Everyone speaks about the double-language of "nachamu nachamu ami," a question made no less troubling by the Midrash's answer which speaks of a double-nechama for a double-punishment for a double-crime -- surely G-d's punishment is meted out in exact measure to the crime, no more, no less, and certainly not double what is warranted.
The Nesivos in his commentary on Eichah explains the first pasuk, "Eichah yashva badad ha'ir rabasi am" as a double source of distress. Being isolated without friend is objectively painful; being isolated when there once was an "ir rabasi am" is even more painful because of the relative distance from the glory that once was. Similarly, while any transgression is bad, doubly-bad is the transgression of a people who were singled out to be G-d's chosen nation (see the Maharal we discussed here). And perhaps it is these two dimensions which call for a double nechama.

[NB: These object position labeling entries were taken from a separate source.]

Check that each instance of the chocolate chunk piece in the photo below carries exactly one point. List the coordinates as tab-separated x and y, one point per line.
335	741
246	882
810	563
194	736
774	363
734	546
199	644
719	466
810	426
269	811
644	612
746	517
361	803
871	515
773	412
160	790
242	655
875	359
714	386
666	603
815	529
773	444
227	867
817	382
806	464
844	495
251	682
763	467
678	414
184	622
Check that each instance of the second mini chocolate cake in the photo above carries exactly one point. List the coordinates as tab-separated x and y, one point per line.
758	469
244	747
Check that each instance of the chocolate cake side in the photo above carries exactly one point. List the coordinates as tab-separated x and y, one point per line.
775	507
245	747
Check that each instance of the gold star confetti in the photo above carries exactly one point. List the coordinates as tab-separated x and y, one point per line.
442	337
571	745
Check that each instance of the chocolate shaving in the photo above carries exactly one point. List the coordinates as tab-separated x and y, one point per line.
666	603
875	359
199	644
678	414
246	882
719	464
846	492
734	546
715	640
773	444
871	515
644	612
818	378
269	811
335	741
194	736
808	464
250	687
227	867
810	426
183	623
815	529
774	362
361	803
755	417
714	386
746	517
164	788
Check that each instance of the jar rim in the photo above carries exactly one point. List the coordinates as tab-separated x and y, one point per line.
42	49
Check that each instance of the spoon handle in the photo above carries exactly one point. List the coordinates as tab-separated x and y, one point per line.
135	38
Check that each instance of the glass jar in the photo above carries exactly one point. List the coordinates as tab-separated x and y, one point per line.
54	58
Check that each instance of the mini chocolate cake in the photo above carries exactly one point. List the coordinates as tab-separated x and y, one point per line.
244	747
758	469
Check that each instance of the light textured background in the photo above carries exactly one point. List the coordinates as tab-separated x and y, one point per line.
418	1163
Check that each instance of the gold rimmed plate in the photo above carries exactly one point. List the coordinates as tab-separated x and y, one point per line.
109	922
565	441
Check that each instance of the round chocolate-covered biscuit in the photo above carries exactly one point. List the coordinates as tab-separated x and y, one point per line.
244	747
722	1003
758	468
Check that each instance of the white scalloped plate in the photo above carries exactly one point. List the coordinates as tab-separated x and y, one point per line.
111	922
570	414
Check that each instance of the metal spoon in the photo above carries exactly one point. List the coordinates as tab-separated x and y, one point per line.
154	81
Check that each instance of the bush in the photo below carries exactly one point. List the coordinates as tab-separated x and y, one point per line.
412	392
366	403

The Shem m'Shmuel has a beautiful insight on the continuation of the haftarah, "Dabru el lev Yerushalayim v'kir'u eileha," where the Navi is told to call to speak to Yerushalayim and call to her. What is the meaning of "calling" to Yerushalayim? Why not just speak the words of nechama? The Avnei Nezer explained the difference between the word "vayikra" used when G-d spoke to Moshe and the word "vayikar" when G-d spoke to Bilam is that vayikra, calling, demands that the listener draw closer to the speaker, while vayikar means that the speaker simply encountered the listener and began his address. Anyone who has done public speaking knows that the first thing you need to do before launching into your message is call for your audience's attention -- issue a keri'ah to them. Speakers like to open with a story, a joke, a question. No matter what promise you deliver and no matter how beneficial what you are selling is to your audience, 'V'lo shamu el Moshe m'kotzer ruach..." unless people are prepared to listen, you can't communicate. The Jewish people in galus have their ears turned off to the positive message of Torah. They need to be called to, they need to be drawn out of their preconceived ideas and notions, and only then will words of nechama and words of Torah make a difference.
The Midrash opens P' VaEschanan: Aba Shaul says, "This is the siman of tefilah -- if a person's heart is attuned to his prayer (kavanas halev), then that prayer will undoubtedly be answered." The Midrash then continues that in Tanach there are ten different expressions which are used for prayer, and the Midrash lists them and offers examples from various pesukim. On the one hand the Midrash depicts prayer as kavanas halev, as rooted in a person's thoughts or heart; on the other hand, there are no less than 10 different ways to describe the external expression which constitutes the act of prayer. Based on the Shem m'Shmuel, there is no contradiction (see also Sefas Emes in the first piece on the parsha): these 10 expressions are the keri'ah to prayer, but are not prayer itself. The words of the siddur are meant to grab our attention, to arouse our feelings, to set the mood for prayer, but prayer itself is not the words uttered, but the feeling of the heart and thoughts of the mind which those words engender.